The education law known as No Child Left Behind has some new flexibility, President Barack Obama announced today, in that states can now opt out of some of the law's elements if they meet certain requirements. The Elementary and Secondary Education Act's Flexibility program will allow states to receive waivers protecting them from federal sanctions if their schools do not perform up to the law's standards.
Ultimately, Obama said in a statement, the changes are meant to free troubled schools to find ways other than standardized testing to raise achievement levels in their classrooms, if those schools do not meet the law's rigorous standards. "The purpose is not to give states and districts a reprieve from accountability, but rather to unleash energy to improve our schools at the local level," he said.
Under the plan Obama outlined, states can ask the Education Department to be exempted from some of the law's requirements if they meet certain conditions, such as imposing standards to prepare students for college and careers and setting evaluation standards for teachers and principals.

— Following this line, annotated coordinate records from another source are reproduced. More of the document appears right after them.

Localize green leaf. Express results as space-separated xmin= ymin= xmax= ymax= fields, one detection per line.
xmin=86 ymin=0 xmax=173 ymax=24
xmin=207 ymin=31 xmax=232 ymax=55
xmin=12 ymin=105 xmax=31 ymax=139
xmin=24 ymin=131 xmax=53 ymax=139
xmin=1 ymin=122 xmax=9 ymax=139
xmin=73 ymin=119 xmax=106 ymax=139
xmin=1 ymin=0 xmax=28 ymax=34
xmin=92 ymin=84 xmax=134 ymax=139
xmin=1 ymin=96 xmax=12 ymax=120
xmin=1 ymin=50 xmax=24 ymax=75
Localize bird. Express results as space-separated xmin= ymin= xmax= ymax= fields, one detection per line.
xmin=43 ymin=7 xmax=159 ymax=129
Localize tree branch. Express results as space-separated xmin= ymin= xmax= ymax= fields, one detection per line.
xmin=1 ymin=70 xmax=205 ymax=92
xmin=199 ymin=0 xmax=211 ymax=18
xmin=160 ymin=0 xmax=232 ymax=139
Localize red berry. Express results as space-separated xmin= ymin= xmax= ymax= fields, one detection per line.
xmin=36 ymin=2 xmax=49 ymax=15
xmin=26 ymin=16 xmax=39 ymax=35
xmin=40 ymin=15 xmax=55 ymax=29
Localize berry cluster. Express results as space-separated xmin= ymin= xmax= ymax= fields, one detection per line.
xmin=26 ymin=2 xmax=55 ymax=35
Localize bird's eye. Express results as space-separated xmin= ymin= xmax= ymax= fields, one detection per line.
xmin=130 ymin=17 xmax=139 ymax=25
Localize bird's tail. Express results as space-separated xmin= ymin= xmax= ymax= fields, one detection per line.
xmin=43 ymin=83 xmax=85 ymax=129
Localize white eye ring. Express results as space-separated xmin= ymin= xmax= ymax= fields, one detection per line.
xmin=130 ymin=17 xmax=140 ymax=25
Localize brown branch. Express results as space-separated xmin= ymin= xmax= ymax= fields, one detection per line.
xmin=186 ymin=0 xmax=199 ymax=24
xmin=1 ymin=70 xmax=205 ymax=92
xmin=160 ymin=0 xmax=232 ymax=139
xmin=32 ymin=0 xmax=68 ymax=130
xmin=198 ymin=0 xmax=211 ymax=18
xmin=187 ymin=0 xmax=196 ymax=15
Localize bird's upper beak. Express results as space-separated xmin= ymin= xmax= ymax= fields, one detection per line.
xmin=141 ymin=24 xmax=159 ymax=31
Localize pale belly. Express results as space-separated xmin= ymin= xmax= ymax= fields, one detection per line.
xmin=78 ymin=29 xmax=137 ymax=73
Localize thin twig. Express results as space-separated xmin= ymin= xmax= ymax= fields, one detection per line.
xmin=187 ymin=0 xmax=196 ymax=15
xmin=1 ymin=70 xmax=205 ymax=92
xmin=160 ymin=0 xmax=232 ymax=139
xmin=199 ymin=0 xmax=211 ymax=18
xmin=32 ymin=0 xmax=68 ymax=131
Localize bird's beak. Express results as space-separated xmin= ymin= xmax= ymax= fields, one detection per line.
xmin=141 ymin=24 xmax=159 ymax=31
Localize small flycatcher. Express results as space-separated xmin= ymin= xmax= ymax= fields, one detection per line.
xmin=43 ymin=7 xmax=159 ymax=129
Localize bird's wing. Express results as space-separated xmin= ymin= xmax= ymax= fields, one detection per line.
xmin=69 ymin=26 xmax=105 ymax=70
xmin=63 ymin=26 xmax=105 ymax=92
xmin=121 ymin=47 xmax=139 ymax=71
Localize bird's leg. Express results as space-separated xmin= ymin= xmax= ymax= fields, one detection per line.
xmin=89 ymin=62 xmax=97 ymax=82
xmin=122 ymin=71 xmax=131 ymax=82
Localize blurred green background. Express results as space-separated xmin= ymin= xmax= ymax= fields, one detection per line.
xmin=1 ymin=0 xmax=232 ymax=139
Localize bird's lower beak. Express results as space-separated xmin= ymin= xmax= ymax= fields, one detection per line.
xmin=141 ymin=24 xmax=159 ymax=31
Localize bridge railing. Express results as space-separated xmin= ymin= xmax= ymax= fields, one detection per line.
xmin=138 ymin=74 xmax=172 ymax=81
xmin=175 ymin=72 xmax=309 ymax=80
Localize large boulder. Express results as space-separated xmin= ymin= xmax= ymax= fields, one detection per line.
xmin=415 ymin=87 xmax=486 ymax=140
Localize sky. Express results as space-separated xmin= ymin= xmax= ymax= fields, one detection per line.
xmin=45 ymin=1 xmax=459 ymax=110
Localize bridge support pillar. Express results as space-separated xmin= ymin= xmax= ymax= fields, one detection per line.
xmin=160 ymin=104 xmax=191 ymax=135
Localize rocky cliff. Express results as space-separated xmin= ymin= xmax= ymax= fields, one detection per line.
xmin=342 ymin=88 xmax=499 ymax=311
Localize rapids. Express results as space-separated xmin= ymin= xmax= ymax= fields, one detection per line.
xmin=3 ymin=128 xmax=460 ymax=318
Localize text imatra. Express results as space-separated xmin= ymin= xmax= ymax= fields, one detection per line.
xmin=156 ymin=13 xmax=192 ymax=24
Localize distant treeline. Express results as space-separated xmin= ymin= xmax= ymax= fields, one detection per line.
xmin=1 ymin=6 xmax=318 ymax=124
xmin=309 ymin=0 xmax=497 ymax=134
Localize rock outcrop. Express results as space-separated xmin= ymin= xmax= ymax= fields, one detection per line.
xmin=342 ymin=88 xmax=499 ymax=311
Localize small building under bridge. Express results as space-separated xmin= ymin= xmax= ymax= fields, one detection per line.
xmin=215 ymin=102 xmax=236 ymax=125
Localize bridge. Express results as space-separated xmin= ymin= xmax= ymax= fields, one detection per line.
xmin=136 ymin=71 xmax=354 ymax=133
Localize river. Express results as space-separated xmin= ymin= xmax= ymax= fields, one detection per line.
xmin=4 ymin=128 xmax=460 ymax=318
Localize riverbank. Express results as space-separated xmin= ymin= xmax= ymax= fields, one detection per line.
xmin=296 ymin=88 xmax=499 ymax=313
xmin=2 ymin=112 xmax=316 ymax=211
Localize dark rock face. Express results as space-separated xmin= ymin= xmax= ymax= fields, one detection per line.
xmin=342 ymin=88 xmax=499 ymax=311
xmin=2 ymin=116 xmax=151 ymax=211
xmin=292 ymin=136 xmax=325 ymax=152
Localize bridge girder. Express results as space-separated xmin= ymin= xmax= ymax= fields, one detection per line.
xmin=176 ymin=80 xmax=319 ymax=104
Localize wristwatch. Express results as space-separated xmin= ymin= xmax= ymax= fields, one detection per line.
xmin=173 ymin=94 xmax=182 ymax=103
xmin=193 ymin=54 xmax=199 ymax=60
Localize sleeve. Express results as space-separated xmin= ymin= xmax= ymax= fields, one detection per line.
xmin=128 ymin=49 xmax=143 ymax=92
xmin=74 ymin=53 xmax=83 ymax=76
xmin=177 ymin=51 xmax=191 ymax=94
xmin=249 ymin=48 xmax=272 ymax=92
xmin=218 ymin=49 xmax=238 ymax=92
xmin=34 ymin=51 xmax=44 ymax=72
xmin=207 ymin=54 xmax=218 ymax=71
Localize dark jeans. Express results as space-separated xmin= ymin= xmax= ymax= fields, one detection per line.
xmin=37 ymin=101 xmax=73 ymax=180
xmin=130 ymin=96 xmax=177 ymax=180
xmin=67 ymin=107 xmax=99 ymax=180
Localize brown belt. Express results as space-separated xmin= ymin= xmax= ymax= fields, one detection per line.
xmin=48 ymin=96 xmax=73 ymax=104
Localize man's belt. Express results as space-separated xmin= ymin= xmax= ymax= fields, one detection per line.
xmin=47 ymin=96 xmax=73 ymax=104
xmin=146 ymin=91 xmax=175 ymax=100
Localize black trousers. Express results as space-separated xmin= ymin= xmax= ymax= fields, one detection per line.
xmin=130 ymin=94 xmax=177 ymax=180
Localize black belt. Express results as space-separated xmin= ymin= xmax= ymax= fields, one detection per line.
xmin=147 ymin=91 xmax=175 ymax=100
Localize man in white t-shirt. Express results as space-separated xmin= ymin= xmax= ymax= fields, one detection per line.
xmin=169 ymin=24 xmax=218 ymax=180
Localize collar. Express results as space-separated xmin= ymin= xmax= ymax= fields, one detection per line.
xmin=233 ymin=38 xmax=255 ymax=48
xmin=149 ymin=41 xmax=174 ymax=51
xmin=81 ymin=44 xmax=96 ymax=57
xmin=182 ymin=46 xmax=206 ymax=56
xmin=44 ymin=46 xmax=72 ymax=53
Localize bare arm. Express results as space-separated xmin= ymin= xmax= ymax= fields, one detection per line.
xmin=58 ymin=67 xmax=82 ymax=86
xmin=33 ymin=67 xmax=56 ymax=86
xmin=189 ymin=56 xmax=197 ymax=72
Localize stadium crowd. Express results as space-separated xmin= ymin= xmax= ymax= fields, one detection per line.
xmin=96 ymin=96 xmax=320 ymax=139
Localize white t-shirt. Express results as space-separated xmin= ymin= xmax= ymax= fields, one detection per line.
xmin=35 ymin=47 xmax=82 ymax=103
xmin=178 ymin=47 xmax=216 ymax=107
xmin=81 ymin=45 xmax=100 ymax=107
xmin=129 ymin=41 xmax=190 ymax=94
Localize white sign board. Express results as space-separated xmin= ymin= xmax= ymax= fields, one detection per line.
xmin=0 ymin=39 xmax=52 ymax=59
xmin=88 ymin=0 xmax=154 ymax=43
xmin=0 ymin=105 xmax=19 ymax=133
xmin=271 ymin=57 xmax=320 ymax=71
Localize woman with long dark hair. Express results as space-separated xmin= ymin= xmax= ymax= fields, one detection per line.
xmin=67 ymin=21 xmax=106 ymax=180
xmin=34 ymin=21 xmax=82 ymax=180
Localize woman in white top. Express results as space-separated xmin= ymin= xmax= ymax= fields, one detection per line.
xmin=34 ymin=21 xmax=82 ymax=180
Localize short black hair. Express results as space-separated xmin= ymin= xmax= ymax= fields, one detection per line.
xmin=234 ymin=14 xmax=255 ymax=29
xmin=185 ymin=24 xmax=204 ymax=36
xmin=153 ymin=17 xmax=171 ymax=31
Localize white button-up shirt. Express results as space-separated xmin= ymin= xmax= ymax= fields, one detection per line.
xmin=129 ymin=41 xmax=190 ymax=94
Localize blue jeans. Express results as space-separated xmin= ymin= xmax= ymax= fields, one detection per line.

Despite allowing states to do away with the approaching 2014 deadline, Obama insisted he was not weakening the law, but rather helping states set higher standards. He said that the current law was forcing educators to teach to the test, give short shrift to subjects such as history and science, and lower standards as a way to avoid penalties and stigmas.
To qualify for a waiver, states would have to show they had a plan to help low-performing schools. A majority of states are expected to apply for waivers, which will be given to qualified states early next year.